BTO (Buy To Open) 20 JPM Apr-13 48 calls (JPM130420C48)
BTO 20 JPM Apr-13 48 puts (JPM130420P48) for a debit of $1.88  (buying a straddle) 

Two days later, we issued the following:

April 4, 2013  Trade Alert #2 -  PEA Picker  Portfolio

There are many reasons to believe that the stock is headed higher after earnings and we are currently negative net delta.  This trade will make us long:

STO (Sell To Open) 15 JPM Apr2-13 47 puts (JPM130420P47) for $.58

We held these positions (which cost us a net $2041) until shortly before earnings were to be announced after the close on April 10.  The stock had moved about two dollars higher as we had anticipated.  We issued the following:

April 10, 2013  Trade Alert -  PEA Picker  Portfolio

The stock moved up almost $2 and IV also moved up. We have a nice gain here so we might as well take it rather than waiting for more (or maybe less) once earnings are reported:

BTC 15 JPM APR2-13 47 puts (JPM130412P47)
STC 15 JPM Apr-13 48 puts (JPM130420P48) for a credit of $.25  (selling a diagonal)

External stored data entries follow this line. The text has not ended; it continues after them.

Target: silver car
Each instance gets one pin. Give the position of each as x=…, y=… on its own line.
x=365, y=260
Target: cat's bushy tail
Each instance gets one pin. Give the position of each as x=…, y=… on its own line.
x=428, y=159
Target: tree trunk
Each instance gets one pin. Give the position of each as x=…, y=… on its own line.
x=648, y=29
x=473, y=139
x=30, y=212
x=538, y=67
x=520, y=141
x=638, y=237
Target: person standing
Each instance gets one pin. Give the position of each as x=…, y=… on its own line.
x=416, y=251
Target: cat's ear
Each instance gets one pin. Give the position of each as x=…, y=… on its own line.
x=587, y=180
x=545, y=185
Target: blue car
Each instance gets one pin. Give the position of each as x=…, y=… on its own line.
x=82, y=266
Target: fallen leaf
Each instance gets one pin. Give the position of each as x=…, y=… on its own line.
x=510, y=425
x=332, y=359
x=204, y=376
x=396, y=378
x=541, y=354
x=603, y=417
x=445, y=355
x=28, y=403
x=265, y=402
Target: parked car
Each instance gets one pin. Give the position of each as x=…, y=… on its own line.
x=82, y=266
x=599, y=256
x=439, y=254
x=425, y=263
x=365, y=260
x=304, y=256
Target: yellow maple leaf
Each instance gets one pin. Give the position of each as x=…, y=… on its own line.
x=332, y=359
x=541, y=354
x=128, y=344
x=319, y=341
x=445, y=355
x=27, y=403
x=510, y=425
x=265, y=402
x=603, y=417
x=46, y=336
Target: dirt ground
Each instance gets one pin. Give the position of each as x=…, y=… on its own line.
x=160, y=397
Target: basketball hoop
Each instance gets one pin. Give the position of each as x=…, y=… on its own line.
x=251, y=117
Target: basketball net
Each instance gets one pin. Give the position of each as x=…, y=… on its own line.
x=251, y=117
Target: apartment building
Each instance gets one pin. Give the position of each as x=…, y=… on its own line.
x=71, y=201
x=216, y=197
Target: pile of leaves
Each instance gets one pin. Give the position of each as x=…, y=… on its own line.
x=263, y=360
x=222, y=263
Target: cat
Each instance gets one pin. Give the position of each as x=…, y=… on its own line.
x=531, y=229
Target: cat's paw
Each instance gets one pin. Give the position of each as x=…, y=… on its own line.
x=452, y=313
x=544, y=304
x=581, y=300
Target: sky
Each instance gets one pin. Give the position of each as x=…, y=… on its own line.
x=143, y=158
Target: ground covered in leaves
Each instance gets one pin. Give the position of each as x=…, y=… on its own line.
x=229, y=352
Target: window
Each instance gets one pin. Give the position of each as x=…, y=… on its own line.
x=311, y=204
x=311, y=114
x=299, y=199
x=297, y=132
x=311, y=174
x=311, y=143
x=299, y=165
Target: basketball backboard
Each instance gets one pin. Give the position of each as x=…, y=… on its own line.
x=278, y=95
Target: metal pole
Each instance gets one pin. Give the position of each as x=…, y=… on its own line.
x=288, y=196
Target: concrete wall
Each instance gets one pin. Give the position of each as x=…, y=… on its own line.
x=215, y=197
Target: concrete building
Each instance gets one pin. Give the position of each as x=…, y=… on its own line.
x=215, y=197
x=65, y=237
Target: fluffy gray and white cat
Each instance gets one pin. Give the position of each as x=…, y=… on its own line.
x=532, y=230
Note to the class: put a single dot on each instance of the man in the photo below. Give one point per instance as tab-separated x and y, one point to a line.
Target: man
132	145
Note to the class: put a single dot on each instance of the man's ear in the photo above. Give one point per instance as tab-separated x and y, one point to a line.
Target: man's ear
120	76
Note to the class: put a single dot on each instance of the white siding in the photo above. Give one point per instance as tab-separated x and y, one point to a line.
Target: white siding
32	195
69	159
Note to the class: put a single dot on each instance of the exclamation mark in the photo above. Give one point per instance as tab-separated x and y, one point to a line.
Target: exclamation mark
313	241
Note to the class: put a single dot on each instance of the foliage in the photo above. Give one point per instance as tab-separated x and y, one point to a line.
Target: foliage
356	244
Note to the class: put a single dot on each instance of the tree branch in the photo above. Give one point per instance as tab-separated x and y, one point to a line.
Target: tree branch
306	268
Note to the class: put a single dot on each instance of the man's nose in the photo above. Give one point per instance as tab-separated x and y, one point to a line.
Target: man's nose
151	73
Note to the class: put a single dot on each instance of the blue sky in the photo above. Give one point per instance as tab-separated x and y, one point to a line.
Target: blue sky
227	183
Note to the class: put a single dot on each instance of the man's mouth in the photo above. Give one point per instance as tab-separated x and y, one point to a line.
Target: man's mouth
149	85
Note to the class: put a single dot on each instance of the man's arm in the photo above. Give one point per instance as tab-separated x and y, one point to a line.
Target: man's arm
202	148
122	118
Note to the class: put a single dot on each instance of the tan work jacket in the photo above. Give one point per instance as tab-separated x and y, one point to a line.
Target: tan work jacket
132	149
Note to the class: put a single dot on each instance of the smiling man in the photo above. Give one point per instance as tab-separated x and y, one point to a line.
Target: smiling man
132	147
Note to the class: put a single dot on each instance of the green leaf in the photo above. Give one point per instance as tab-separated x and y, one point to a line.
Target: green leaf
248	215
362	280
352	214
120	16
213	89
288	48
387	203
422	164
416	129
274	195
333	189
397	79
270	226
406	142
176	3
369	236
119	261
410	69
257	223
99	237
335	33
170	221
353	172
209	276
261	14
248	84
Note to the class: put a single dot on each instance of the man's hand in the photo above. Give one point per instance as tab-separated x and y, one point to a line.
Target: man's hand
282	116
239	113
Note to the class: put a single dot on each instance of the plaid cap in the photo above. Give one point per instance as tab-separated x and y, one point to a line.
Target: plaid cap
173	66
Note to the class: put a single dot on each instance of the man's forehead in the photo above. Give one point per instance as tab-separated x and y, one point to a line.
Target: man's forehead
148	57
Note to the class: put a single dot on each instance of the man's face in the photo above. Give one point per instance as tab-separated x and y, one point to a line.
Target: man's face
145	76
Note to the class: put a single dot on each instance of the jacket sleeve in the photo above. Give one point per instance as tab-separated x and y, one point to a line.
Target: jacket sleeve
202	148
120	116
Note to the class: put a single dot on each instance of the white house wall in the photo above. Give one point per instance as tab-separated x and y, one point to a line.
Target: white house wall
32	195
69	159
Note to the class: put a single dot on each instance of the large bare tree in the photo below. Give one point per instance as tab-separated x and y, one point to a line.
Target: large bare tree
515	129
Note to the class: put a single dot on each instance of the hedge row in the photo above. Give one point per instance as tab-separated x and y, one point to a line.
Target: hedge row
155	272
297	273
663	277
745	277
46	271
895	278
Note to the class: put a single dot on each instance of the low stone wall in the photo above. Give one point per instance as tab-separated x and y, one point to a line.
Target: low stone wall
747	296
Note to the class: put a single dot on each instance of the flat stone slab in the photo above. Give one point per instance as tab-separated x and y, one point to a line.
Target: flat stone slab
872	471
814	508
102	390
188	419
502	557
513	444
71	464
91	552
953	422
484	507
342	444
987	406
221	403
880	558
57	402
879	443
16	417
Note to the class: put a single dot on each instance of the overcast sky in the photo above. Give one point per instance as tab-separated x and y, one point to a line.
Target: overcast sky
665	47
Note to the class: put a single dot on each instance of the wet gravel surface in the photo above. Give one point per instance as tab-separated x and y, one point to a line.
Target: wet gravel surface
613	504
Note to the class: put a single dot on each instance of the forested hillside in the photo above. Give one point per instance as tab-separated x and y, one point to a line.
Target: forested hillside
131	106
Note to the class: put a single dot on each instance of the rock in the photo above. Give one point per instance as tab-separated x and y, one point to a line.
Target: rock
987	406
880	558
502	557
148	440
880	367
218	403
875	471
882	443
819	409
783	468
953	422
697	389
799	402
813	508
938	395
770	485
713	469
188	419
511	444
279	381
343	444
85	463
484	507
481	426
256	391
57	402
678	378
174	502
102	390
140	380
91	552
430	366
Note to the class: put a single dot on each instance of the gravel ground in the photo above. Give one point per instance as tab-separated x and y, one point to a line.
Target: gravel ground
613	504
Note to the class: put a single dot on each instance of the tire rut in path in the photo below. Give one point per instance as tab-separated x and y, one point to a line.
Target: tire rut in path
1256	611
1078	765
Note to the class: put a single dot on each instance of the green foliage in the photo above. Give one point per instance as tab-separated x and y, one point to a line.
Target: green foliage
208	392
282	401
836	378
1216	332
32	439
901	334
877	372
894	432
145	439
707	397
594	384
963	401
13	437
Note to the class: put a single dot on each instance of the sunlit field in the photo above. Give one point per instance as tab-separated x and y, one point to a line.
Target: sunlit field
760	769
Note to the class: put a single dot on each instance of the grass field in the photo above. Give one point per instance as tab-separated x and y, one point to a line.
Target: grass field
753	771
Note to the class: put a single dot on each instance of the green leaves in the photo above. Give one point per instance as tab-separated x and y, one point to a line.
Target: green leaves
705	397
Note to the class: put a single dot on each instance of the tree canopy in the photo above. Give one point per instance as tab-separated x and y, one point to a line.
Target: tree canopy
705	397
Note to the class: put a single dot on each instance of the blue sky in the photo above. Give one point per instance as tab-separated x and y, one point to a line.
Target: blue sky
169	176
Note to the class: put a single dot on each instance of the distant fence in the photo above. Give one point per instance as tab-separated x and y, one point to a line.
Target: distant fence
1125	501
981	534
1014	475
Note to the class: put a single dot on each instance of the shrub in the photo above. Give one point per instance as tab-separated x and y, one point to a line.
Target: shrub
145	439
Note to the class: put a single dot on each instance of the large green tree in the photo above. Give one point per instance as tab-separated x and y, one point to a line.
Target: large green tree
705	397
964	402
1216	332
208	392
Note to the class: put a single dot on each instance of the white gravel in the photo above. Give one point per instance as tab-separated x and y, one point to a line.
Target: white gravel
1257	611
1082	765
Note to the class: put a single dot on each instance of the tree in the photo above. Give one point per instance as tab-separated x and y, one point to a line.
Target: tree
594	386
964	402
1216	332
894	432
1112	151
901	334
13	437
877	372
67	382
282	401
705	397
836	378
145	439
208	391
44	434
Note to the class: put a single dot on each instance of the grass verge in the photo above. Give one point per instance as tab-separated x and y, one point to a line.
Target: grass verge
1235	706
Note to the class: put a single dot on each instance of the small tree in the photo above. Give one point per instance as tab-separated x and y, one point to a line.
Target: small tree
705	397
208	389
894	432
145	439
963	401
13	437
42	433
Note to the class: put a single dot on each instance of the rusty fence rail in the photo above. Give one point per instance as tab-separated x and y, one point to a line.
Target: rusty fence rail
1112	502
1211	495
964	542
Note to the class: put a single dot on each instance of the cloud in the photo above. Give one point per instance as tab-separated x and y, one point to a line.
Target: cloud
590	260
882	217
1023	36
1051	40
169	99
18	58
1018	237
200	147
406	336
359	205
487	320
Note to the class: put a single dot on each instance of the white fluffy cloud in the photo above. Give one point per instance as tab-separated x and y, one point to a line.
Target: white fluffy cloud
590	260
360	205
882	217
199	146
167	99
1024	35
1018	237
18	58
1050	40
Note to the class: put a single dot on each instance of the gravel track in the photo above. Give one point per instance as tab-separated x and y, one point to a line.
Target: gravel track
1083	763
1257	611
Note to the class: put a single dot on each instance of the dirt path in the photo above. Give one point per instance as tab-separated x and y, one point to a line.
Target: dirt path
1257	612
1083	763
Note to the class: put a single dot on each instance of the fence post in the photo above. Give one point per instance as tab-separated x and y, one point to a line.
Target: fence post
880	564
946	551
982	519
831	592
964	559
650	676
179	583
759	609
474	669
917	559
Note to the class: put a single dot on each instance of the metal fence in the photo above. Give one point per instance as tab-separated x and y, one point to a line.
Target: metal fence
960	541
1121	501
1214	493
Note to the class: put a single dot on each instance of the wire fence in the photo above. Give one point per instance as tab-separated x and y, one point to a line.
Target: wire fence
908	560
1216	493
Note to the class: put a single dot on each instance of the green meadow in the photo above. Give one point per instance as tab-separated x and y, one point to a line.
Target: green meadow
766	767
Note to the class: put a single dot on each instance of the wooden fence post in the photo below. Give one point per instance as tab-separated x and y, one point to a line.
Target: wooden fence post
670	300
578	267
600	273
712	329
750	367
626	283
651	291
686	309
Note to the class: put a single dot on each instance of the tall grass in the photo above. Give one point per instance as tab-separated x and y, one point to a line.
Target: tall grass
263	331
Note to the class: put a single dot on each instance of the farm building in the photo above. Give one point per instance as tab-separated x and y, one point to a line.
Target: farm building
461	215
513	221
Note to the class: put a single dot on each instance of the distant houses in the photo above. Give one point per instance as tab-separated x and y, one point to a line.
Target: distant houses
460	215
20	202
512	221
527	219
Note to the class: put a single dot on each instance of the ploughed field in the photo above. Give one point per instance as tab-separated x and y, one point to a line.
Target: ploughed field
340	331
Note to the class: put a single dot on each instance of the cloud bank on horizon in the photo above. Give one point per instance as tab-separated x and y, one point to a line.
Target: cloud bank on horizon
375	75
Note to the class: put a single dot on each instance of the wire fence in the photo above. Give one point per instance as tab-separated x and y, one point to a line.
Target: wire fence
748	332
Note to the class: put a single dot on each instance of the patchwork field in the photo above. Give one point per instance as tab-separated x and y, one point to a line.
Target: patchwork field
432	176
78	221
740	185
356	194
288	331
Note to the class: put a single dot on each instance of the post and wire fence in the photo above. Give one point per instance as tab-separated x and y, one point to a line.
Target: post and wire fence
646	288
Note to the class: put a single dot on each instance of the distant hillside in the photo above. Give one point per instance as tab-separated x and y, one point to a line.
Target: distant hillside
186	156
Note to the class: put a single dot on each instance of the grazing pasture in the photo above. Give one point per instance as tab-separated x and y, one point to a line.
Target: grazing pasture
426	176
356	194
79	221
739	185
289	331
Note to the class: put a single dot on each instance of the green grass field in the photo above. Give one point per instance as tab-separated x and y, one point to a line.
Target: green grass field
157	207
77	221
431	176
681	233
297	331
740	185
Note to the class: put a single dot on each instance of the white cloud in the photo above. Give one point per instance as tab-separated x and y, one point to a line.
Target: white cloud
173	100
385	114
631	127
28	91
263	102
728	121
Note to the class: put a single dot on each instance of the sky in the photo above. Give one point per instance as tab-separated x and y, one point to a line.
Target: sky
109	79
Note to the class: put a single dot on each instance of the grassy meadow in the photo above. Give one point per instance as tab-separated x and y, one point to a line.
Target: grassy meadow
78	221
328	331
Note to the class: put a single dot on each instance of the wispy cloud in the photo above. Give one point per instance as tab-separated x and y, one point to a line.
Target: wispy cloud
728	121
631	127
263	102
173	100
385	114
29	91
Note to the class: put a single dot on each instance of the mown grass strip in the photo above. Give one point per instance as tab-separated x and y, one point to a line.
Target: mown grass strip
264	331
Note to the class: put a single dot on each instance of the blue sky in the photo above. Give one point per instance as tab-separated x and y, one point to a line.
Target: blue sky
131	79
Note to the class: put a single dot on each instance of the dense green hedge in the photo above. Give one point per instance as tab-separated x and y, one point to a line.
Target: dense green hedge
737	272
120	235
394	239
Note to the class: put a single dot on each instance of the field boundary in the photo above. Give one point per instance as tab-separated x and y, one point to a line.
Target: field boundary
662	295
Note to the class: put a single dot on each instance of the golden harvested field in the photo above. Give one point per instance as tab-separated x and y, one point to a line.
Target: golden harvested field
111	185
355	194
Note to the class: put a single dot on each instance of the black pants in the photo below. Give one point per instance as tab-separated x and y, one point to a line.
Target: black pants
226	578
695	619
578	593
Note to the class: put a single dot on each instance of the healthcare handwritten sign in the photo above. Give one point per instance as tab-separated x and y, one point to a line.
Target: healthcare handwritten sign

STC 5 JPM Apr-13 48 puts (JPM130420P48) for $.30

STC 20 JPM Apr-13 48 calls (JPM130420C48) for $1.74

 
This first PEA Play was a little complicated (future ones will make more sense, I promise).  You can see that we sold the original straddle (which had cost us $1.88) for a total of $2.04 ($1.74 + $.30).  It is not so clear to see that the 15 Apr2-13 47 puts we had sold for $.58 were bought back for only $.05 (this was where most of our gain was).  After commissions, we made a profit of $789 on our $2061 investment, or about 38% of the money we had invested.  The portfolio as a whole had gained only 15.8% because we had invested only about 40% of the cash at our disposal.
The next week featured the Google (GOOG) announcement. We noticed that the GOOG options were expecting a move of 12.3% yet the average post-announcement move had historically been only 6.7%.  (You can calculate the percentage change that the options are predicting by adding up the time premium of the at-the-money Weekly put and call and dividing that total by the stock price.)  While we would have liked to sell the straddle short, that is not possible in an IRA account, and we do not make any trades for our subscribers which cannot be executed in an IRA.
Our choice was to buy diagonal spreads at strikes both comfortably above and below the stock price.  We issued the following:

April 15, 2013  Trade Alert -  PEA Picker  Portfolio
This is a small bet that Google will not deviate by more than $40 from its present level of $790 after this week’s announcement:

BTO 1 GOOG May-13 785 put (GOOG130518P785)
STO 1 GOOG Apr-13 765 put (GOOG130420P765) for a debit of $13.51  (buying a diagonal)

BTO 1 GOOG May-13 820 call (GOOG130518C820)
STO 1 GOOG Apr-13 830 call (GOOG130429C830) for a debit of $8.02  (buying a diagonal)

The total amount invested here was $2158 including commissions.

Again, these trades are a little unlike our usual PEA Plays, but the key point is that the stock would have to fall by $25 before the short 765 puts would have any value.  If the stock fell by that much, or more, the May-13 785 put would be worth at least $2000 more than the short put value (and there would still be some value in the May-13 820 call), so there would be a gain no matter how far the stock might fall.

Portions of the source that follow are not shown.